WordPress Native Lazy Loading
WordPress 5.5+ automatically adds loading="lazy" to all images. No configuration needed. For iframes, you may need to add the attribute manually or use a plugin.
Lazy Loading Images
For a standard implementation:
- Add loading="lazy" to all below-the-fold images
- Keep above-the-fold images with loading="eager" for fast initial render
- Always specify width and height attributes to prevent layout shift
- Use placeholder images or CSS background colors for the space where lazy images will load
Lazy Loading Videos
YouTube and Vimeo embeds are heavy - typically 500KB-2MB of JavaScript and CSS. Lazy load them by loading a lightweight thumbnail instead of the full embed, then replacing it with the iframe when the user clicks play.

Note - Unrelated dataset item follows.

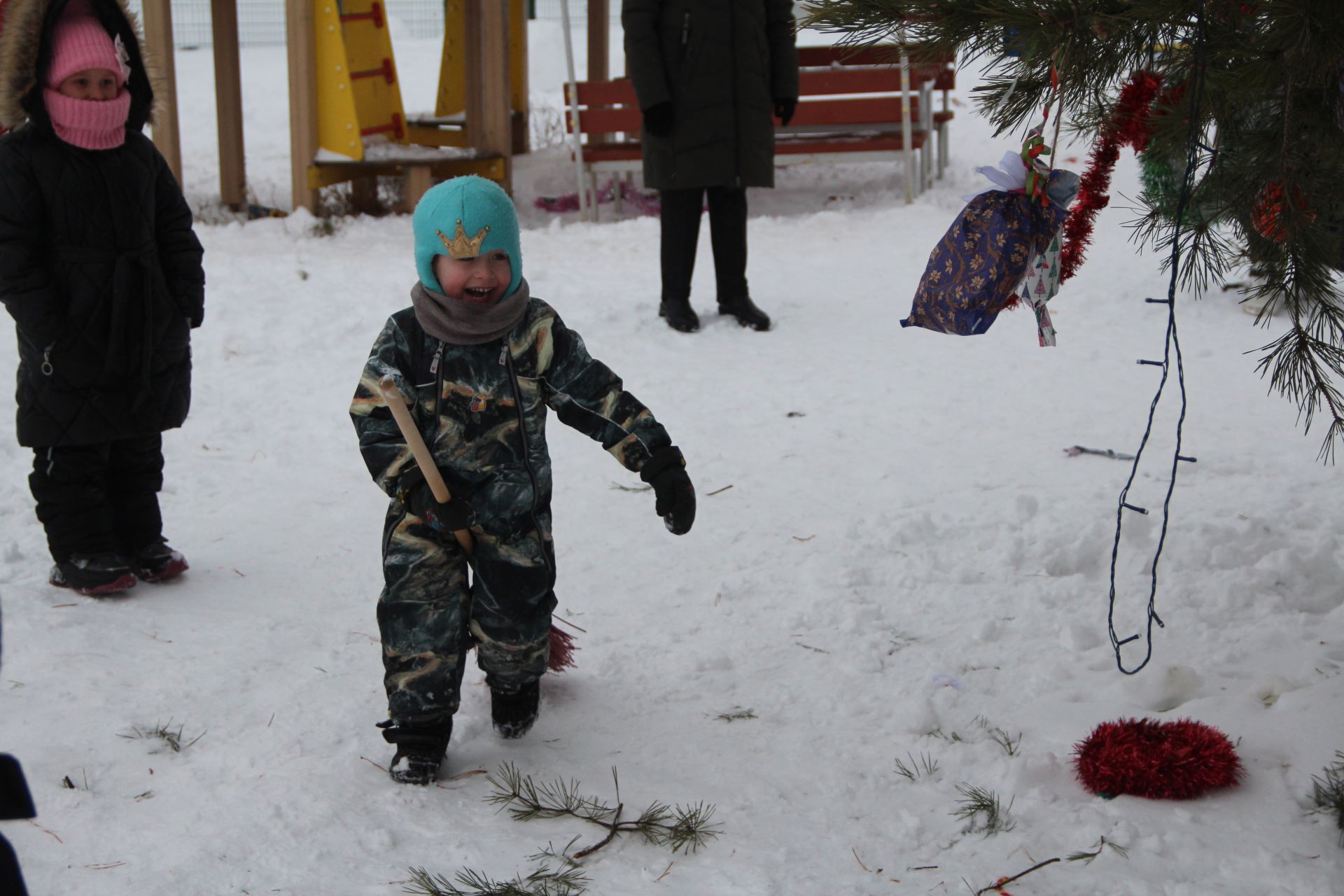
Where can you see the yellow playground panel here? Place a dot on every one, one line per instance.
(362, 128)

Common Lazy Loading Mistakes
- Lazy loading above-the-fold images: Hero images should load immediately, not be deferred.
- Missing width and height: Without dimensions, the browser cannot reserve space, causing layout shifts.
- Lazy loading everything: Small icons do not benefit from lazy loading.
- Not testing scroll behavior: Lazy loaded images should appear seamlessly as users scroll.
Measuring the Impact
Pages with many images typically see 30-50% reduction in initial page weight and 1-3 second improvement in initial load time after implementing lazy loading.